Centered
on ceramics, Eum Kixung’s practice freely combines materials such as household
waste, Styrofoam, stainless steel, synthetic resin, toys, neon, gold and
silver, digital ceramic decals, resin, paper, wire, and epoxy. The ceramic
tables, stools, and chandelier-like works presented in 《Incomplete Harmony》 have decorative and
practical qualities, but in practice, they are closer to sculptural objects
than functional craft pieces.
On the surfaces of ceramics, the artist places
keywords such as NAG CHAMPA, VOYAGER, COVID-19, ITAEWON, and ASAKA like
scribbles, layering decoration, message, personal taste, and the atmosphere of
the time onto a single surface.
While
being aware of the weight and limitations of clay, the artist has expanded
those limits through combinations with other materials. KAT
was developed as an extension of the 2020 work TAL(NEO
SCULPTURE), using two opposing materials, ceramics and Styrofoam,
together. Ceramics, with its weight, solidity, and glossy glaze, and Styrofoam,
light yet capable of creating a large sense of mass, produce different textures
and densities within a single work.
TERRIBLE Hybrid is also
a work in which heterogeneous elements come together as though forming one
body, revealing the artist’s sense of looseness, grotesqueness, humor, and
incomplete harmony. Here, hybridity is not simply a style, but a way in which
different cultures, objects, and identities collide and coexist within one
space.
After
2025, Eum’s material experiments became connected to ways of recording place.

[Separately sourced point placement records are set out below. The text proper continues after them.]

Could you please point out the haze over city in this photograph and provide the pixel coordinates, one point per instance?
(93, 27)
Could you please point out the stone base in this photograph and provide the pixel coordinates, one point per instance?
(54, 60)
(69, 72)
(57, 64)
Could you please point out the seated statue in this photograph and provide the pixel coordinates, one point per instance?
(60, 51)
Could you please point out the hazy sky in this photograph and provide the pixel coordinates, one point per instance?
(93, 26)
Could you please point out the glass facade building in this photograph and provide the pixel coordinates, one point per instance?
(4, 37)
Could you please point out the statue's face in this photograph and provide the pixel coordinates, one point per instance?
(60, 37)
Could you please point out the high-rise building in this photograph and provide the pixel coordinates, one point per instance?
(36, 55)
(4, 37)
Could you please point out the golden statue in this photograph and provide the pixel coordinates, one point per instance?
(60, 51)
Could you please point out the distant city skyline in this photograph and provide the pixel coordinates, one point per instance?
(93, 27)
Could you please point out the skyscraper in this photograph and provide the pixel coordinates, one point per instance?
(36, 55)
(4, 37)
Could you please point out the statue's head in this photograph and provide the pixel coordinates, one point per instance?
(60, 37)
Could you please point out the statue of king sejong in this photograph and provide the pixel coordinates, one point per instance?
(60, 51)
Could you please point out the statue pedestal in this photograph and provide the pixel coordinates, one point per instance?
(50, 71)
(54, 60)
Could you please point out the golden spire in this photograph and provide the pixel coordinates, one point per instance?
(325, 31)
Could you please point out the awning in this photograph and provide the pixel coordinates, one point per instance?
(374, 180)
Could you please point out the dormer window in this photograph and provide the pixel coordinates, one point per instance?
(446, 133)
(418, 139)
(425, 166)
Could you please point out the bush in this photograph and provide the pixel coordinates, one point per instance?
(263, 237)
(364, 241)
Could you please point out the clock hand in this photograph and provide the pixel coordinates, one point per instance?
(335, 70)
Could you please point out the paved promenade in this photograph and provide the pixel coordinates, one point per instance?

In 《Afterimages of Blurred Boundaries》, the artist translates cracks and fragments from redevelopment
zones, vanished routes, and collapsed structures into ceramics, digital ceramic
decals, and glaze cracks. Cracked surface deliberately
reveals the cracking that occurs when clay and glaze meet, and visualizes the
sensations of destruction and injury through cracks made in glass and traces of
ink.
In 《Takvonsuzip Project 01 – Site Records》, rubbing appears as a new sculptural methodology.
Songwol-dong Red Clay(2026) translates geological samples
into a flat surface, while Terra-Cart(2026) combines mined
clay, steel plate, wheels, sound, and photographs to show the process by which
a place moves into another time and space. In this way, Eum’s form expands from
ceramic objects to installation, surface, record, sound, and moving sculpture.